Но Энди Уорхол этот торжествующий внутренний вопль, похоже, услышал. Улыбнулся, кивнул, сказал:
– Когда я был вконец отчаявшимся человеком, уверенным, что это и есть моя единственная судьба, придумал себе утешительную телегу, будто игра воображения и несбыточные мечты – главное дело человеческой жизни. Что мы свой будущий рай себе сочиняем, пока живём на земле. Не факт, что непременно получится, но если в тебе много силы и страсти, есть шанс. Телега, конечно, трындец наивная. Даже немного стыдно было сейчас её вам пересказывать.
– Ничего, – усмехнулся Эдо. – Мне один мёртвый жрец с устойчивой репутацией выдающегося светила науки примерно то же самое несколько раз прогонял.
– А Нёхиси в ответ на мои догадки такую рожу удивлённую скорчил: ты чего, только теперь понял, для чего нужны ваши здешние люди, и как создаются новые обитаемые миры? Прости, я думал, это общеизвестно, а то бы давным-давно тебе рассказал.
– «Общеизвестно»! – с чувством повторил Эдо. – «Общеизвестно»! Нет слов.

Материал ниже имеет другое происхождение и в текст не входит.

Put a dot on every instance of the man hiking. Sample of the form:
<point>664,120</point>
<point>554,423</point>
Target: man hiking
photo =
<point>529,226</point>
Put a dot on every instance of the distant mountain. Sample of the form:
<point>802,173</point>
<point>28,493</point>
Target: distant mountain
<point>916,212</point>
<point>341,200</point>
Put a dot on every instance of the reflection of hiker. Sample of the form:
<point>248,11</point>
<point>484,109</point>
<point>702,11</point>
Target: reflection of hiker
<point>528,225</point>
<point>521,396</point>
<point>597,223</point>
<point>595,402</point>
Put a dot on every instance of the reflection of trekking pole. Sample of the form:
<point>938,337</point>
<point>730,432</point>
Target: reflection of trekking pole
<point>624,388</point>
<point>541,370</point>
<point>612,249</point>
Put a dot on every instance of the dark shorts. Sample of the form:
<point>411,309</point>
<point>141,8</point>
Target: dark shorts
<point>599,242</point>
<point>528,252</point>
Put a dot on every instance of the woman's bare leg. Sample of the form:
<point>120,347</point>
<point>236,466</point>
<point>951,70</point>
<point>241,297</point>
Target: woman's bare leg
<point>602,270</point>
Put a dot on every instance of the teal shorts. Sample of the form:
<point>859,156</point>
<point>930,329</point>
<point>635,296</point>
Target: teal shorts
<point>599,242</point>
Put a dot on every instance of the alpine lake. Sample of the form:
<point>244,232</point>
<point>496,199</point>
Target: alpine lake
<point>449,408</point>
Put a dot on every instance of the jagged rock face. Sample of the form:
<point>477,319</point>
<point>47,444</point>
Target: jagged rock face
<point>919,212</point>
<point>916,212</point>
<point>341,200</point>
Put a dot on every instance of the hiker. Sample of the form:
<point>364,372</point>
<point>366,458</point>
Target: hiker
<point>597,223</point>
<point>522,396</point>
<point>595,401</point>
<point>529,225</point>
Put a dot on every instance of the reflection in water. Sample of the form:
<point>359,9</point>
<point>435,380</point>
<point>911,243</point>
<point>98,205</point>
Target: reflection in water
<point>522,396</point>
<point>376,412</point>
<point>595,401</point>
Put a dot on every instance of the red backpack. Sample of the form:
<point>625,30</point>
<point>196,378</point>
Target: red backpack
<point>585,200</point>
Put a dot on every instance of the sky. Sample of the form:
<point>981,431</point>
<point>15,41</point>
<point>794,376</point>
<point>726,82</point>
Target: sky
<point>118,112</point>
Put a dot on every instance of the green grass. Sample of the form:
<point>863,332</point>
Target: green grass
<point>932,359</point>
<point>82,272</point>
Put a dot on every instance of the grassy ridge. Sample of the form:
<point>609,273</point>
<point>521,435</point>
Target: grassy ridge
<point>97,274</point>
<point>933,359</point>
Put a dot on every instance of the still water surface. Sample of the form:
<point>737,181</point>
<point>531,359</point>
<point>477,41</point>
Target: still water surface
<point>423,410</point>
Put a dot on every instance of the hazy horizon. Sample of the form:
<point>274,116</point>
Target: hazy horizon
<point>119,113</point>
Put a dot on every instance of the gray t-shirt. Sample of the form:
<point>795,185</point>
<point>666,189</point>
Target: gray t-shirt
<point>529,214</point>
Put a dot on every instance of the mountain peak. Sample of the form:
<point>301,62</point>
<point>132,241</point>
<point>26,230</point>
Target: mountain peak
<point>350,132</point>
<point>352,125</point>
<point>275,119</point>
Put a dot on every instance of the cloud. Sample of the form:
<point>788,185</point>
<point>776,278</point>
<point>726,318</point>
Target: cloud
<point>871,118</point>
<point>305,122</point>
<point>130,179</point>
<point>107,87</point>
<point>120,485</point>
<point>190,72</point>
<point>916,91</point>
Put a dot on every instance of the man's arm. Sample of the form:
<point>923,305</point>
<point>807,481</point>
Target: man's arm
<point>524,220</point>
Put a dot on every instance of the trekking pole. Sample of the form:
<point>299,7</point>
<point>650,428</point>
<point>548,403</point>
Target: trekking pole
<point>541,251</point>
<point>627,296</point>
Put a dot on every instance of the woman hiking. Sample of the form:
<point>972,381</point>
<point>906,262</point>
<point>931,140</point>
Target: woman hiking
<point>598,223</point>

– В общем, – заключил Энди Уорхол, – сила, которая движет Вселенной, не то чтобы шибко добра, зато и не зла. Она вообще про другое. Не про добро, или зло, не про блаженство и муку, даже не про жизнь и смерть. Она, блин – ну, просто художник. Всегда хочет нового – красивого, интересного, необычного, такого, чего раньше не было. Больше, ещё! И чтобы попасть в соавторы, не обязательно обладать всемогуществом, иметь призвание, как у вас и у Стефана, или волю вроде моей. Воображения и страсти достаточно. А это такая штука – не то чтобы по умолчанию есть у каждого, но в принципе, если душа живая, можно из собственной тьмы добыть… Так, вы меня заболтали! – внезапно воскликнул он, увлекая Эдо за собой к выходу. – Чуть не проехали свою остановку. Вот я был бы хорош!
Эдо даже не успел возмутиться: «Это кто кого заболтал?!» То есть на самом деле успел, но потом, уже не в трамвае, и не на Тенистой улице, по которой они проезжали, а на берегу речки Вильняле, под пешеходным мостом.

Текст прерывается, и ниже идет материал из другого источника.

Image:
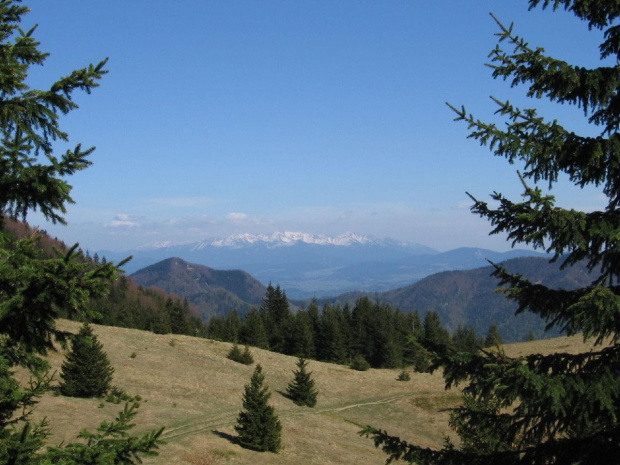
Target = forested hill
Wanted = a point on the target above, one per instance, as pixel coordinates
(471, 297)
(213, 292)
(127, 304)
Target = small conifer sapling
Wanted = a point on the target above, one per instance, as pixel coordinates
(302, 389)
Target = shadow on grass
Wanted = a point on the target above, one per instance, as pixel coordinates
(284, 394)
(228, 437)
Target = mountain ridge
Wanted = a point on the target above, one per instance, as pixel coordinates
(213, 292)
(309, 265)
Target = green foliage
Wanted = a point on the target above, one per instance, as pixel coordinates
(301, 389)
(244, 357)
(258, 425)
(277, 318)
(116, 395)
(493, 338)
(556, 408)
(86, 371)
(36, 286)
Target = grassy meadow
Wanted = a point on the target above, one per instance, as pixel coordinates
(191, 388)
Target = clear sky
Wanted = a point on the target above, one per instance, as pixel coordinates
(222, 117)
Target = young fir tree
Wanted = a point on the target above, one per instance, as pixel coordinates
(555, 408)
(258, 425)
(86, 372)
(301, 389)
(493, 338)
(34, 288)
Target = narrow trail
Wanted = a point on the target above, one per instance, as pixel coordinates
(230, 418)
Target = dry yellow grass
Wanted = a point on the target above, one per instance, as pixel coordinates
(194, 391)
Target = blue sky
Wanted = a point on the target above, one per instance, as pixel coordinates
(222, 117)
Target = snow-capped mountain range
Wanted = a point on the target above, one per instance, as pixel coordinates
(280, 239)
(287, 238)
(306, 264)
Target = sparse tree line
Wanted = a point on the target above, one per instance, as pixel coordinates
(370, 331)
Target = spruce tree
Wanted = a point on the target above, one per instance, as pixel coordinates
(35, 288)
(301, 389)
(258, 425)
(557, 408)
(86, 372)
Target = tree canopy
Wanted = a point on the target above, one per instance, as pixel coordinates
(557, 408)
(35, 288)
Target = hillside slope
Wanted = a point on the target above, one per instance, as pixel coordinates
(213, 292)
(191, 388)
(471, 297)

– Вы так классно слушали, что я заболтался, – отмахнулся Иоганн-Георг, который почему-то больше не был похож на Уорхола, и Эдо не мог понять, жаль ему этого представления или наоборот, хорошо. – Сами знаете, чем внимательней аудитория, тем круче несёт; короче, вы во всём виноваты, и точка, я так решил. Ладно, на самом деле нормально вышли. Тут берег сейчас затоплен, но ничего, пройдём.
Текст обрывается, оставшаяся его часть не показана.